In a similar study, researchers identified a different set of genes with predictive properties comparable to those discovered by Olmos and colleagues.

Robert W. Ross, MD, an instructor in medicine at Harvard University Medical School, and colleagues prospectively collected blood from 62 men with castration-resistant prostate cancer enrolled in a training set from August 2006 to June 2008.

The researchers also enrolled a validation cohort of 140 patients with castration-resistant prostate cancer from August 2006 to February 2009.

A six-gene model (ABL2, SEMA4D, ITGAL, C1QA, TIMP1 and CDKN1A) divided patients with castration-resistant prostate cancer into two risk groups: a low-risk group with a median survival of 34.9 months and a high-risk group with a median survival of 7.8 months (95% CI, 1.8-13.9). The low-risk group did not reach median survival.

The six-gene model was associated with a significantly higher area under the curve (AUC=0.9; 95% CI, 0.78-0.96) compared with a clinicopathological model (AUC=0.65; 95% CI, 0.52-0.78), according to results from the study.

PAGE BREAK

Ross and colleagues hypothesized that gene expression profiling of whole blood could provide insight into the behavior of castration-resistant prostate cancer.

“Indeed, the peripheral blood six-gene model was capable of predicting survival in patients with castration-resistant prostate cancer,” Ross and colleagues wrote.

Due to lack of data, additional prospective validation of the six-gene signature — such as a randomized therapeutic trial — is needed, Ross and colleagues concluded.

“Scarcity of prognostic markers presents a major challenge for the clinical management of castration-resistant prostate cancer,” Karina Dalsgaard Sørensen, MD, of the department of molecular medicine at Aarhus University Hospital in Aarhus, Denmark, wrote in an accompanying editorial.
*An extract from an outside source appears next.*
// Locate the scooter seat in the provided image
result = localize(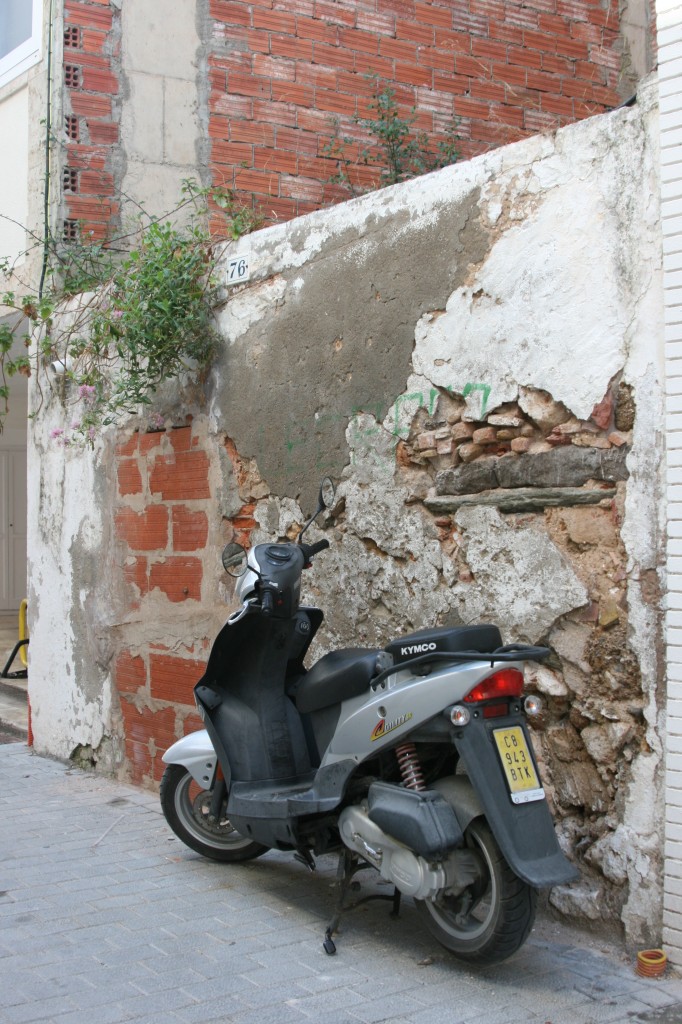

“These results suggest that a few selected genes in blood samples from patients with castration-resistant prostate cancer can significantly improve the prediction of outcomes,” Sørensen wrote. “However, the biological relevance of these prognostic signatures, which are the first of their kind, is largely unknown, and further investigation into the underlying biological mechanisms at work here could greatly advance our understanding.”

References:

Olmos D. Lancet Oncol. 2012;13:1114-1124.

Ross RW. Lancet Oncol. 2012;13:1105-1113.

Sørensen KD. Lancet. 2012;13:1067-1068.

Disclosures:

Olmos and colleagues report no relevant financial disclosures. Ross served as a consultant to Source MDx. Other researchers involved with that study report employment relationships with Source MDx. Sørensen reports no relevant financial disclosures.